I bought another soviet watch, and this one's a bit of a 'monster'
As in, a potential Frankenstein
This is my first Poljot, although there are clear indicators that this watch may have been bastardized, which isn't necessarily a bad thing, as long as you know what you're buying.
Poljot is one the most popular Soviet/post-Soviet watch brands - along with Raketa, Pobeda, Slava, Luch and Vostok. The acronym on the dial reads '1 МЧЗ', short (in Cyrillic script) for 'Moskovskiy Chasovoy Zavod', 'The First Moscow Watch Factory'. The brand can trace its roots back to the original 'First State Watch Factory', launched in 1930 under orders from Stalin.
The company was revamped in the early 1960s to celebrate the Soviet space programme and Yuri Gagarin himself, the first man in space, was gifted a manual-winding Poljot watch when he graduated from the Soviet air force flight school in the 1950s.
This particular piece is powered by a 17-jewel movement that may or may not be entirely original, but it's certainly been polished because there's no way a movement in a watch that dates back to the 1950s ('4-57' on the rotor, built in the fourth quarter of 1957) can look this good and crisp. It keeps good time and I've been able to determine that it holds a power reserve of about 40 hours.
The hands are new, no doubt about that, as is the crystal, but the biggest giveaway is the transparent case back because the Soviets wouldn't have built a case back out of glass back then, not in a million years. The strap is brand new, and boring, which means it's going to have to go at some point.

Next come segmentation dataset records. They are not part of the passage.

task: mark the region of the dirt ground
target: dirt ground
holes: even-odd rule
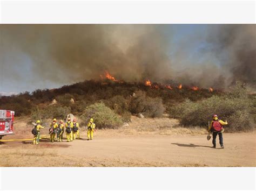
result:
[[[0,142],[0,166],[256,166],[255,132],[224,133],[225,148],[217,144],[215,149],[205,130],[183,129],[169,118],[132,119],[128,127],[97,130],[90,141],[82,131],[82,138],[70,143]],[[151,129],[150,120],[162,125]],[[17,129],[25,132],[25,128]],[[4,139],[21,137],[17,133]]]

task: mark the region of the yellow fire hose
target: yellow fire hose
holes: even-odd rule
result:
[[[41,136],[40,139],[45,139],[46,138],[49,138],[49,136],[47,135],[44,135]],[[33,140],[35,138],[33,139],[6,139],[6,140],[0,140],[0,142],[18,142],[22,140]]]

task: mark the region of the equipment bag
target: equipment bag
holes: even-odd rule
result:
[[[68,133],[70,133],[71,132],[71,130],[70,129],[70,126],[68,126],[66,128],[66,132]]]
[[[77,131],[78,130],[78,128],[77,128],[76,126],[74,126],[73,128],[73,131],[75,132],[77,132]]]
[[[31,131],[32,134],[33,134],[35,136],[36,136],[37,134],[38,134],[38,131],[37,131],[37,129],[36,127],[37,127],[37,125],[35,125]]]
[[[214,131],[220,131],[223,129],[221,124],[218,121],[213,121],[212,128]]]

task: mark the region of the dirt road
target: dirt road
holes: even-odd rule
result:
[[[85,132],[82,136],[86,137]],[[45,140],[37,146],[30,142],[8,142],[0,145],[0,159],[5,157],[0,166],[256,166],[255,132],[225,133],[224,149],[218,144],[217,149],[211,148],[212,139],[206,137],[96,136],[91,141]]]

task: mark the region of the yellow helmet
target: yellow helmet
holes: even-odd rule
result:
[[[213,120],[217,120],[218,119],[218,116],[216,114],[214,114],[212,116],[212,118]]]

Total damage? Well, I got it from a flea market and the guy that sold it to me knew a lot about watches and even more about selling. Many of the watches he had were actually recased pocket watches, I noticed that and told him. And I also told him his €140 asking price was unrealistic and eventually got it for €50. I'm not 100% convinced the watch is worth it, but it is what I was willing to pay for it so I guess I'm happy.